The insider threat now being pushed by military and DHS appointees of the Biden administration is ill-defined, grounded in assumptions, and is precariously balanced on the events of January 6.  Since Austin’s official announcement of the stand down on February 5, thousands of listening sessions have been held across all branches.

The greatest concern among service members was the lack of a definition for extremism.  The Pentagon spokesman admitted that the numbers of insider extremists was small, “something over zero,” and suggested that they would keep looking until they found a problem.  Defense and DHS chiefs have an obligation to put flesh and bones on White House fancies, so the witch hunt will soon venture beyond evidence of extremist group membership and into shotgun approaches that will blindly vacuum up innocents for their ideological opinions, party affiliations, and sympathies.

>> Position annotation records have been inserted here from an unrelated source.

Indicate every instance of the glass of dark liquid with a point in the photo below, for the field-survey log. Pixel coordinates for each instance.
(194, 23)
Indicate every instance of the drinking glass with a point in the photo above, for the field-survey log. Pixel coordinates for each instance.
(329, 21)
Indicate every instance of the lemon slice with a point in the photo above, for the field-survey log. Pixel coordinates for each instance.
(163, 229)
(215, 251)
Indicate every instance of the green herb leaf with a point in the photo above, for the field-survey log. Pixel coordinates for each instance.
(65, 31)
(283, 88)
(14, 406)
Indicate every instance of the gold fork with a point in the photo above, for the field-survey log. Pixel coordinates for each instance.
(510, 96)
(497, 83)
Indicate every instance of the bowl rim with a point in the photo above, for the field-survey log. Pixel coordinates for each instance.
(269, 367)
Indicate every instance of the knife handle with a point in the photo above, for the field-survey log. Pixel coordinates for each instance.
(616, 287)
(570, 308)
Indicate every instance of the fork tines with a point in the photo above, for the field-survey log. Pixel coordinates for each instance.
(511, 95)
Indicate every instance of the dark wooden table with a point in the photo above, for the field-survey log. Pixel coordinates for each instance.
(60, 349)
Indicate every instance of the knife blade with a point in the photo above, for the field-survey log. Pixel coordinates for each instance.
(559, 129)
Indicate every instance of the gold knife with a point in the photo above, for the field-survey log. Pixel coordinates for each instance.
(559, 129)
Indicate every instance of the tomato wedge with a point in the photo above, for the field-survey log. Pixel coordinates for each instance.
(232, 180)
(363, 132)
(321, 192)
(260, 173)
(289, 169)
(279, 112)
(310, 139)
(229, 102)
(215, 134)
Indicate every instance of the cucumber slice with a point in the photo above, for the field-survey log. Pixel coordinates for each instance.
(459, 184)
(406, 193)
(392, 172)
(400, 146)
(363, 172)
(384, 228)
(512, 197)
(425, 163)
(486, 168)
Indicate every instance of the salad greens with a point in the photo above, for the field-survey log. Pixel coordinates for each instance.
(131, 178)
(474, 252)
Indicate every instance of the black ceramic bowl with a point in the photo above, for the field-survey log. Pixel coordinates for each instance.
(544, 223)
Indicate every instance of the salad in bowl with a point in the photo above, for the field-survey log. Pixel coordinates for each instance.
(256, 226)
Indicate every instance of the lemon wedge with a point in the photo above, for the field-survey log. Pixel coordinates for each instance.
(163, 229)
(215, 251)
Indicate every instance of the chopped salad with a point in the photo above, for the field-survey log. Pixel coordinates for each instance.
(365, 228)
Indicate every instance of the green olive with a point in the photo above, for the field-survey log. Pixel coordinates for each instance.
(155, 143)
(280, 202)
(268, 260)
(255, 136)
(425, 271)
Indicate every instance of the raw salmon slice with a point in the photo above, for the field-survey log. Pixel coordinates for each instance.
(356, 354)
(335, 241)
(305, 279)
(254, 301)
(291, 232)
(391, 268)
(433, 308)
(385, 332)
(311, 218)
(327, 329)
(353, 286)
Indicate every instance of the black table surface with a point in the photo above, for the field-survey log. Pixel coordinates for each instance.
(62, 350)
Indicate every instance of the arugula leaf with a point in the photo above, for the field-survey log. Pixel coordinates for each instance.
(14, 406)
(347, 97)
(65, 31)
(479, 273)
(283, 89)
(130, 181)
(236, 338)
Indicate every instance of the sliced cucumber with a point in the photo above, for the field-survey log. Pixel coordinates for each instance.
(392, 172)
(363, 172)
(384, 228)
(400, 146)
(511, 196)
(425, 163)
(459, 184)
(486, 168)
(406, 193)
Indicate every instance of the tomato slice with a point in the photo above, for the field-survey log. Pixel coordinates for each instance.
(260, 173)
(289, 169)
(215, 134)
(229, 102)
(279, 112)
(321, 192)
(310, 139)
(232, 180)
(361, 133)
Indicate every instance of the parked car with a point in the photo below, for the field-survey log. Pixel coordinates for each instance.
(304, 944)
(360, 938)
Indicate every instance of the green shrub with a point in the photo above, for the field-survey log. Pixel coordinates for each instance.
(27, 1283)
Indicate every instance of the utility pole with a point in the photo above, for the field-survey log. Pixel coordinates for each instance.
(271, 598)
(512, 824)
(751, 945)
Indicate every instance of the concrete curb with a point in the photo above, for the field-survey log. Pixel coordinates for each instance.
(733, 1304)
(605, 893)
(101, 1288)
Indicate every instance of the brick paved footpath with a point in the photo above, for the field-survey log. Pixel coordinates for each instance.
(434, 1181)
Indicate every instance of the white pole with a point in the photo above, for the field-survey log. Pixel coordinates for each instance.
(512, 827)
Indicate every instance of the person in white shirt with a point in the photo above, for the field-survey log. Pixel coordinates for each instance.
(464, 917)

Ideological purges are self-fulfilling prophecies.  A political culling of the military and law enforcement herd will keep raising the temperature of suspicion and unjustly disaffect and censure loyal servicemembers and civilians in ways that could bring about disunity, resistance, and disobedience in the ranks.  Those fortunate enough to survive the litmus of loyalty will endure classroom training by equity officers that will impart the dangerous misconception that the real enemy may be alongside them in the foxholes, not in their laser sights.

The top definition for "supremacist" in the trendy Urban Dictionary describes it as “once a term denoting racist beliefs, it has been taken by the Democratic party to mean anything or anyone not sharing Democratic party beliefs.  It's basically a meaningless insult.”  An insult it may be, but one that can easily be mishandled by military and federal law enforcement leaders to advance more sinister Democrat goals and strategies.  If we continue to erase history and obstruct its lessons, it will be harder to recognize the real supremacists and extremists in today’s battle space as those who are casting the political aspersions and pointing fingers.